Weak El Nino Forecast in Pacific by End August – NOAA Source: PlanetArk
USA: August 26, 2004
WASHINGTON – A weak El Nino, a weather pattern that distorts wind and rainfall patterns worldwide, is expected to develop in the central Pacific by the end of this month, U.S. government forecasters said.
The National Oceanic and Atmospheric Administration “expects weak El Nino conditions to develop by the end of August,” Conrad Lautenbacher, the NOAA administrator, said in a statement. “Presently, NOAA does not anticipate significant impacts from this potential El Nino in the United States.”
However, NOAA said it was unclear what impact, if any, the developing El Nino could have on ocean temperatures along the west coast of South America.
The agency said it will update its El Nino outlook on Sept. 9.

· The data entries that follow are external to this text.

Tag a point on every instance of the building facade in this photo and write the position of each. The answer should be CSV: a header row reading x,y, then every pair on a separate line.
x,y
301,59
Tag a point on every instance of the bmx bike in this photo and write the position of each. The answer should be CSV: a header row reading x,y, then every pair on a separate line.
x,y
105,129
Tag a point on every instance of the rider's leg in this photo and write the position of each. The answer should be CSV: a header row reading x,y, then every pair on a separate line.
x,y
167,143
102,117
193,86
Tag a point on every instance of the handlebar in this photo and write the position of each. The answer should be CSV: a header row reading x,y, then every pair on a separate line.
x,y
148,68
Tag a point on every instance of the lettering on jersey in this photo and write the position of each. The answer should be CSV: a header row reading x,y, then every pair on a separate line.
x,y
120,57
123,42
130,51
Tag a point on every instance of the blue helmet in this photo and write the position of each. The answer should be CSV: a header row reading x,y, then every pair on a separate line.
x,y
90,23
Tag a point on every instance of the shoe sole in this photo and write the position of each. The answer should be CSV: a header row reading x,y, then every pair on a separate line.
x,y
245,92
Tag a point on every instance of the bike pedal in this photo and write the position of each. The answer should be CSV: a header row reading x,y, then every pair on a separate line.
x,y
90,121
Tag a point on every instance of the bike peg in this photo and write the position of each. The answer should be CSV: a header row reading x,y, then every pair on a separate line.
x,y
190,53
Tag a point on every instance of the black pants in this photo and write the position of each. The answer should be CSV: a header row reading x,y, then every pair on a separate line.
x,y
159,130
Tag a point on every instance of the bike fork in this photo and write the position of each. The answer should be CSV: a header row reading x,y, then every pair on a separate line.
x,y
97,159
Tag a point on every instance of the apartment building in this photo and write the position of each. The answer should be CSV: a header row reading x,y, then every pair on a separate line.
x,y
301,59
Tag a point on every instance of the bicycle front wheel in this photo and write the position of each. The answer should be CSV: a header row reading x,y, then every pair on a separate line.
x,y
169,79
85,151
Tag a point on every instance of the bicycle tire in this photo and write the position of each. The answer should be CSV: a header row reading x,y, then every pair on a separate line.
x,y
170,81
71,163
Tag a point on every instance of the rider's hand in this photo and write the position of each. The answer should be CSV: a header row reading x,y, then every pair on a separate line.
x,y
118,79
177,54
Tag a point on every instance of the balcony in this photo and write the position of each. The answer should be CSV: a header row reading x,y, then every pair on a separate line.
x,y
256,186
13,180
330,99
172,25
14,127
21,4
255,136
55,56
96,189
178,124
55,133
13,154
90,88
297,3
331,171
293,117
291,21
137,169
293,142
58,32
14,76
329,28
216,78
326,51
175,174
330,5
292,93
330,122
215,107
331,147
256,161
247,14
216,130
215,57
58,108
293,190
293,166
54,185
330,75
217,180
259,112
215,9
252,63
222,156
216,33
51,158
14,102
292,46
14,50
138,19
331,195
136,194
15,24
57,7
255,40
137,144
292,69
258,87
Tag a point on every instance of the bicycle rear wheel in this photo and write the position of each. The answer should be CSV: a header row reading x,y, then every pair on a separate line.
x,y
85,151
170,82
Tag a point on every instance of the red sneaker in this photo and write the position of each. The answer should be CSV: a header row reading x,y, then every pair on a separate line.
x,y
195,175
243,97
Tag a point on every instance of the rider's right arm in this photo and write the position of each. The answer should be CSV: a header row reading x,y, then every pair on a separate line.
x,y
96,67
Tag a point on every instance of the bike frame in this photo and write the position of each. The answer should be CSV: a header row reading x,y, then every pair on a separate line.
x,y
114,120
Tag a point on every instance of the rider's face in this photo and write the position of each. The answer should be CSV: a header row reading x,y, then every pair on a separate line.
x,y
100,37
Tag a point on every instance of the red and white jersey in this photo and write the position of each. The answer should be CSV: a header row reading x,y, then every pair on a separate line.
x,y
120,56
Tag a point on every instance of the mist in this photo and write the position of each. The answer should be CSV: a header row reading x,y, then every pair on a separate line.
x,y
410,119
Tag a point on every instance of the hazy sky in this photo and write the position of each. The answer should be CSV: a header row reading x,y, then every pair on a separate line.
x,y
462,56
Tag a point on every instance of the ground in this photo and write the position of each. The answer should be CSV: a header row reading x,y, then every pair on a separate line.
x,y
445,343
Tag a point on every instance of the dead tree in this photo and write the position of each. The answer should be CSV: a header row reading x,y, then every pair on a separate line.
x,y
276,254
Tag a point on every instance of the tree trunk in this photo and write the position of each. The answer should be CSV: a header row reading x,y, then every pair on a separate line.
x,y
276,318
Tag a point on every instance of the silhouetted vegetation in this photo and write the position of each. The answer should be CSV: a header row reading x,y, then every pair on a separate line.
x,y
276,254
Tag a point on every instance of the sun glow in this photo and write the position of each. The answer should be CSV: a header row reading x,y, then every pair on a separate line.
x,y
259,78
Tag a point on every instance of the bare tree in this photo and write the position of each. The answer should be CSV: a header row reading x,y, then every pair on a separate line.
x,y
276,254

El Nino, Spanish for “boy child,” is a periodic, abnormal warming of water in the Pacific Ocean, which can last up to 18 months.
The last one, from May 2002 through March 2003, caused record rains in Europe and Australia’s worst drought in a century. In the United States, it aggravated drought in the Plains states and unleashed heavy storms in the south and east.
A severe El Nino in 1997/98 triggered severe drought in Australia, the Philippines and Indonesia and rampant flooding in Chile, Ecuador and Bolivia. The weather pattern was blamed for the deaths of hundreds of people.